From the buyer’s point of view, and also that of its advisors and providers of funds, VDD facilitates the analysis of the information provided on the company, especially if the buyer is an investment fund with no experience in the activity of the company being sold. The document presenting the company (known as the Info Memo in investment banker’s jargon) will be far more accurate and relevant if VDD is carried out.
Finally, it lends greater credibility to the sale process, especially if the seller is approaching equity investment funds that have introduced acquisition procedures similar to those of trade players. VDD is now a mandatory one of these procedures. VDD can, depending on the circumstances, reduce or even remove the need for additional accounting and legal due diligence on the part of the buyer, before the acquisition is finalised.

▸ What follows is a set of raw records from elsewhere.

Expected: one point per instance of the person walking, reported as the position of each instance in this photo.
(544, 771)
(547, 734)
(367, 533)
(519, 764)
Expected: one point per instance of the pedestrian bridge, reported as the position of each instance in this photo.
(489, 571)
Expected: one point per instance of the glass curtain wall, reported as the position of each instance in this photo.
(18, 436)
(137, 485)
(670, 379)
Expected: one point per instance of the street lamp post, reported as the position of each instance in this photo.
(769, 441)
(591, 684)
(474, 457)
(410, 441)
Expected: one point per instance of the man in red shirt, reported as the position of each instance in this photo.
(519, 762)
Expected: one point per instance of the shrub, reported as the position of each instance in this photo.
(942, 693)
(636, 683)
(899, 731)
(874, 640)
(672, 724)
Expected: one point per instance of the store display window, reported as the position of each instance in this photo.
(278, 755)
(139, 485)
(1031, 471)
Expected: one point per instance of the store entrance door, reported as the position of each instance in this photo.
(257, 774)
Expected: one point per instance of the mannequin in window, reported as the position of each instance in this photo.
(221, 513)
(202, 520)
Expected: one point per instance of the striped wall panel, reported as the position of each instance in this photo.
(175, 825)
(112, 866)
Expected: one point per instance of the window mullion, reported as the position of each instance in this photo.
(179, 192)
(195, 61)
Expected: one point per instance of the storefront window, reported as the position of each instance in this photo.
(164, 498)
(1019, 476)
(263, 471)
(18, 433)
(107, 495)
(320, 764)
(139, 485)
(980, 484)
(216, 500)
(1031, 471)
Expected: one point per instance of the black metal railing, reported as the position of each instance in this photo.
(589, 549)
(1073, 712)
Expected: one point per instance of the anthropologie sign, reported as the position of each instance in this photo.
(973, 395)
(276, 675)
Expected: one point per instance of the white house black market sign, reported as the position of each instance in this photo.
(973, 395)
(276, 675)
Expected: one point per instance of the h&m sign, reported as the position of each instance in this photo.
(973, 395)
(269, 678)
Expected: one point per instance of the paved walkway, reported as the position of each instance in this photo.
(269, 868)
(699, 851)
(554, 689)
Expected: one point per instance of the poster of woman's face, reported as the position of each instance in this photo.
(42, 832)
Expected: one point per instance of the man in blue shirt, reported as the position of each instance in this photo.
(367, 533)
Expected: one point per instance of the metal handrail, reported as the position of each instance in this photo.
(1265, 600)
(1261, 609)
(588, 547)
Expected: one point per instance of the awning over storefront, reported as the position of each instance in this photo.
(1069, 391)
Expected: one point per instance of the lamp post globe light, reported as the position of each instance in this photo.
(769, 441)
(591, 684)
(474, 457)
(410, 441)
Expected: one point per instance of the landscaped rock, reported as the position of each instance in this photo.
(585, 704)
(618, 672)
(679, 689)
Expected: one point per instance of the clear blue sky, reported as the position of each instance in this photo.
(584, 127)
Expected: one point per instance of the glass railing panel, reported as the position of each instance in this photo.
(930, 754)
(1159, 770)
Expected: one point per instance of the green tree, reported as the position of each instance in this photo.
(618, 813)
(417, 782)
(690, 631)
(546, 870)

At the cost of upstream work that is both heavy and fastidious (taking from two to five months), and requiring close collaboration between the company's management, staff, auditors and lawyers, VDD helps speed up the process in which the buyer learns about the company as well as that of the negotiating phase.
The results of VDD are disclosed to potential buyers who have got through the first round of the sale procedure, in the form of a preliminary report. They are required to acknowledge that the party responsible for the VDD has no liability towards them if they do not acquire the company for sale. When the final buyer is selected, the final version of the VDD report is handed over, following signature by the buyer of a reliance letter, in which the buyer agrees to the terms and conditions of the request for VDD made by the buyer. The buyer then obtains the same rights as the seller vis-à-vis the party responsible for drafting the VDD report.
VDD costs between €200,000 and €2m. It is difficult to put an exact figure on how much value-added it generates, but in most cases, it is generally a good investment.